La Cour suprême des États-Unis a invalidé les taxes à l’importation mondiales imposées par le président Donald Trump. Par une majorité de 6 contre 3, les juges ont estimé que Trump avait outrepassé ses pouvoirs. Cette décision affaiblit son principal outil économique depuis son retour à la Maison-Blanche et pourrait coûter jusqu’à 170 milliards de dollars en remboursements aux États-Unis.

La loi d’urgence n’est pas un passe-droit

La cour a jugé que Trump avait à tort utilisé une loi fédérale d’urgence pour imposer des « tarifs réciproques » à l’échelle mondiale, ainsi que des taxes ciblées censées, selon son administration, lutter contre le trafic de fentanyl.

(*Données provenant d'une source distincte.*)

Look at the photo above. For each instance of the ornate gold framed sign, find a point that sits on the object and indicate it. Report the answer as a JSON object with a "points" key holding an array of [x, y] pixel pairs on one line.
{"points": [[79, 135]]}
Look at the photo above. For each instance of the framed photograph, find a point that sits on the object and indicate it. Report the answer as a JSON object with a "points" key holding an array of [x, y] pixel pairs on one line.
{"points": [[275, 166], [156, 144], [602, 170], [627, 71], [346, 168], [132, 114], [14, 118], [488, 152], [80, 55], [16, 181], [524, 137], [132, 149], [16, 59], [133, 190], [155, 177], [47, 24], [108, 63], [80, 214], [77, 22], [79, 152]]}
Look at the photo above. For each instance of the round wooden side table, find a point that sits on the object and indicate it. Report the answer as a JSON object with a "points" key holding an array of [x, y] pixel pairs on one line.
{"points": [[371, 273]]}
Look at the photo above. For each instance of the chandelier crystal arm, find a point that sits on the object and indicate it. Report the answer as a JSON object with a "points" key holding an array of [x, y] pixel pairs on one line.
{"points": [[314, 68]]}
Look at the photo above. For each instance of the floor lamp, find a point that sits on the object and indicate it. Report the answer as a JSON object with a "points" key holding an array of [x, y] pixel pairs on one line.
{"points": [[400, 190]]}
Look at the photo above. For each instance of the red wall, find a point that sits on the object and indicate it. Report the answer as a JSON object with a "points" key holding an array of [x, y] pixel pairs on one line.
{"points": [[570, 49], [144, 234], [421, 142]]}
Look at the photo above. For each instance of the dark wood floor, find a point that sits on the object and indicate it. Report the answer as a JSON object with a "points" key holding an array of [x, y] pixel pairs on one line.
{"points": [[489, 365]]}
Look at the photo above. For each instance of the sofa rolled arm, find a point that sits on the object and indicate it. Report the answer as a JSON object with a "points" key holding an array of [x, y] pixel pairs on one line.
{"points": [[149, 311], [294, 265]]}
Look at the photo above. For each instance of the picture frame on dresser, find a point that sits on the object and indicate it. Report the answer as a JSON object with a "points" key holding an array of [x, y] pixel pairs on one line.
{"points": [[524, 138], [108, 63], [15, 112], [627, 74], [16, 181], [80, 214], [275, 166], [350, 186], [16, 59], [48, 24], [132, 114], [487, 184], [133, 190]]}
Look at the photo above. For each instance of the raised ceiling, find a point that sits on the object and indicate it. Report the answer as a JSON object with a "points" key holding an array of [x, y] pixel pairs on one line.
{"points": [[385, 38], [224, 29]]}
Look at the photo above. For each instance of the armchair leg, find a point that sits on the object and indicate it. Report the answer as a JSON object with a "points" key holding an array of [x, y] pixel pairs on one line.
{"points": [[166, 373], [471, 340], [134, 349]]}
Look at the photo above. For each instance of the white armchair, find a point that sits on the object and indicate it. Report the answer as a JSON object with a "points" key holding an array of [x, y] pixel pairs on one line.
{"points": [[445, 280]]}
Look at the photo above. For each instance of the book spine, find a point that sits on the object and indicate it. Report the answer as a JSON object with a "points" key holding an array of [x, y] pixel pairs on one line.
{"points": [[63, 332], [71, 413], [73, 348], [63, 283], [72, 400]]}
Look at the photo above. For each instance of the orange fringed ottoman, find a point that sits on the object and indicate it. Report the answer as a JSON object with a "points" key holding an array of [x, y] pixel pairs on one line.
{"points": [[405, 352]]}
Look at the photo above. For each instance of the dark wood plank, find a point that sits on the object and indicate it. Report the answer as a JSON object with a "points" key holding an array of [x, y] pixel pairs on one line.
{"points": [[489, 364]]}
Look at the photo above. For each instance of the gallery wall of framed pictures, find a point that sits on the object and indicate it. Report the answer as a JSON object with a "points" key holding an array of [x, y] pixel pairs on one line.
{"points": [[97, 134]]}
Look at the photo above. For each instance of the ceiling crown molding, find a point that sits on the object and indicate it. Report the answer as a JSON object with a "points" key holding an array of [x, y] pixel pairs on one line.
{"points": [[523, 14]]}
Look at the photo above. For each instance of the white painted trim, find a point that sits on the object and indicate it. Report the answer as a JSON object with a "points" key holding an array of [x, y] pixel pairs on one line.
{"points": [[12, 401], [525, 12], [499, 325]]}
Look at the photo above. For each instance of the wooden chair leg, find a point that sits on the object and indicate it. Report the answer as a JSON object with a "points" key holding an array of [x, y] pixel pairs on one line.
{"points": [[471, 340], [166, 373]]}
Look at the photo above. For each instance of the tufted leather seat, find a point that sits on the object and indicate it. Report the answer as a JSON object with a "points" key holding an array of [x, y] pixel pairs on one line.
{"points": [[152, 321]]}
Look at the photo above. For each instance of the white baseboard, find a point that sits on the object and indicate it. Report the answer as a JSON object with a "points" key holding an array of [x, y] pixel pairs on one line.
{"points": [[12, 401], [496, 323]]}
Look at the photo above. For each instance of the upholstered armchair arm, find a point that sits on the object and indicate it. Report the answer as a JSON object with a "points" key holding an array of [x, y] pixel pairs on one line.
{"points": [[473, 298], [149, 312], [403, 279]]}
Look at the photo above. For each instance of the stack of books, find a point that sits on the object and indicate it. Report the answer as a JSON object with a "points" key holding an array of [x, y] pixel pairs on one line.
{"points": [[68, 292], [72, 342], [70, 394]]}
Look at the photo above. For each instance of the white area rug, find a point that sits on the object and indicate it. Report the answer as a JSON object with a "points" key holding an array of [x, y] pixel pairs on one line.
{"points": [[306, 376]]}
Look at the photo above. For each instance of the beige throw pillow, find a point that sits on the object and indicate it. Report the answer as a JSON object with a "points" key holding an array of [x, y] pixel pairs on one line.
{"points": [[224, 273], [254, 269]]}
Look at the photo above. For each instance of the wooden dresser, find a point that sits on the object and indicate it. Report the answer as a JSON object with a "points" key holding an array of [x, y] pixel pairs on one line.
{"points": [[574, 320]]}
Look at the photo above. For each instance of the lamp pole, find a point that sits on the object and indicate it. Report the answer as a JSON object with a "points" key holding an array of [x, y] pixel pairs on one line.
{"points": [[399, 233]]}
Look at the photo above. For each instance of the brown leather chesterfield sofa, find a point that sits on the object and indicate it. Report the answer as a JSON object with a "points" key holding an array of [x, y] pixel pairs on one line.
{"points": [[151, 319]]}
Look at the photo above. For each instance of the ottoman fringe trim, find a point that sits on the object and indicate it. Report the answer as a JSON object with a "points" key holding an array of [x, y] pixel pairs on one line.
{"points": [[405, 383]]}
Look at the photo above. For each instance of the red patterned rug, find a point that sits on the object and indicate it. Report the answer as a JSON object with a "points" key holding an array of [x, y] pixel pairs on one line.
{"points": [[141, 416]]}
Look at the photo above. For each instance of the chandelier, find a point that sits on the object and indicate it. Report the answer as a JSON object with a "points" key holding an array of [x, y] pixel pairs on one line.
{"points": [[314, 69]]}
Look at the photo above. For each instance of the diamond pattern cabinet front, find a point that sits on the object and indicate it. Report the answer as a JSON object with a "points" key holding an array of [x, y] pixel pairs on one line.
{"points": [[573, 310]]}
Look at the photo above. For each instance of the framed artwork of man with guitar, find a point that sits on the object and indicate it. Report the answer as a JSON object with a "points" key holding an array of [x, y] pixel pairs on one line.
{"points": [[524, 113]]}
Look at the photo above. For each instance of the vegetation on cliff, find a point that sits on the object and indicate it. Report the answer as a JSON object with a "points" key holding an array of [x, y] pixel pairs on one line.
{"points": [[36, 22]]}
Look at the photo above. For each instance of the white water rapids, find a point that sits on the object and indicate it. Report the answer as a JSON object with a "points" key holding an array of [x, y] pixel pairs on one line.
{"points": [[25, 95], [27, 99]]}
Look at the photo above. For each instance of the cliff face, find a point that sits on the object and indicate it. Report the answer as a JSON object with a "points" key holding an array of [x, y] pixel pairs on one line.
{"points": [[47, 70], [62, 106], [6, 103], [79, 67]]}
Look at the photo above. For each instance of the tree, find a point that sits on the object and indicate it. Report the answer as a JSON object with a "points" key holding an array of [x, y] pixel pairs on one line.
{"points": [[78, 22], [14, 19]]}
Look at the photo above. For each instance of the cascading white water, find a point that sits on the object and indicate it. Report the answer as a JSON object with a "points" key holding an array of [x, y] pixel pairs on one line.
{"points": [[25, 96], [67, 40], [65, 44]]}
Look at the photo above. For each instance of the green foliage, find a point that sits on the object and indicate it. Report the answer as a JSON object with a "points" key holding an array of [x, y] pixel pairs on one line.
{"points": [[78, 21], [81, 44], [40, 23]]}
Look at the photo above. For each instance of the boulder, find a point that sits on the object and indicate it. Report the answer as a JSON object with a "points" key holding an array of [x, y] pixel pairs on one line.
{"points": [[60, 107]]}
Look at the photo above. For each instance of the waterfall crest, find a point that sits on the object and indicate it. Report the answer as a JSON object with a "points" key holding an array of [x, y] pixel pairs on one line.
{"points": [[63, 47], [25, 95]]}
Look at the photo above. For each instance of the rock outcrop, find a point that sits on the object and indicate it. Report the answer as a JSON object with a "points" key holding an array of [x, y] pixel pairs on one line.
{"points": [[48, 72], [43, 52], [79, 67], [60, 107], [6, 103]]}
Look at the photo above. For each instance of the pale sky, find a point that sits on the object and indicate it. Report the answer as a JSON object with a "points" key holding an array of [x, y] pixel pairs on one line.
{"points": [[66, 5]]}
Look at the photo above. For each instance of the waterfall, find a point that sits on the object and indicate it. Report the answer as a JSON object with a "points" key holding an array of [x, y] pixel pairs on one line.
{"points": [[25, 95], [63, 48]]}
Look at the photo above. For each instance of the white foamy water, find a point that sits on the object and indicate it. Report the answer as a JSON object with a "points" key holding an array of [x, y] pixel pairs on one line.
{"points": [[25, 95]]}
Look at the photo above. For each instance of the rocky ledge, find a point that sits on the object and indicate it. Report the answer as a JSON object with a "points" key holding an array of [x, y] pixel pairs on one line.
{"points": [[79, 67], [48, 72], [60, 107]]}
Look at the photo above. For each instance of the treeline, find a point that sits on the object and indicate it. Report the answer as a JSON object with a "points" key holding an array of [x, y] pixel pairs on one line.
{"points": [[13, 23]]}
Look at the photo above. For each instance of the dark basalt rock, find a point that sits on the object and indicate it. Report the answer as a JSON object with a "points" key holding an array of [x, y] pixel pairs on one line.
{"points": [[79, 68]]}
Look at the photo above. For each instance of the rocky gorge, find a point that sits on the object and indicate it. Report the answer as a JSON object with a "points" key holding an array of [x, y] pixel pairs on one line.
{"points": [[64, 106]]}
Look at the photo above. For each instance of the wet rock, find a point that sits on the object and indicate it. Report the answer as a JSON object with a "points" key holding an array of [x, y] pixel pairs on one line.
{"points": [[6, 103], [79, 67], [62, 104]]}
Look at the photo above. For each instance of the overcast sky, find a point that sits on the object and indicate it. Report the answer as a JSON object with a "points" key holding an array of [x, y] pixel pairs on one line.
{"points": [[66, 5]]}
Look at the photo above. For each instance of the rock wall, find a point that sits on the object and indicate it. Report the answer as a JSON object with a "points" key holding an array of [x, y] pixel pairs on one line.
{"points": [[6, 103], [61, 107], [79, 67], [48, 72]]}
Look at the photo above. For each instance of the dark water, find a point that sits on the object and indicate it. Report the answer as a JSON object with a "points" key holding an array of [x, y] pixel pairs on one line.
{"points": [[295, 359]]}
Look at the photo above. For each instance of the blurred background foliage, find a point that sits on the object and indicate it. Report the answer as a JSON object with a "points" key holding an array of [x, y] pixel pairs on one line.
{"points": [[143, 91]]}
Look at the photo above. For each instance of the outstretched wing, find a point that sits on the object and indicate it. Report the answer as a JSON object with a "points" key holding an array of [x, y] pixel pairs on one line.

Le cœur de l’affaire tournait autour de l’International Emergency Economic Powers Act. Cette loi accorde au président des pouvoirs étendus en cas de situation d’urgence nationale. Trump s’en est prévalu pour imposer de larges tarifs d’importation sans l’approbation du Congrès.

Selon la Cour suprême, cela allait trop loin. Les taxes à l’importation sont en réalité des impôts sur les biens étrangers. Or, aux États-Unis, la perception des impôts est avant tout une prérogative du Congrès.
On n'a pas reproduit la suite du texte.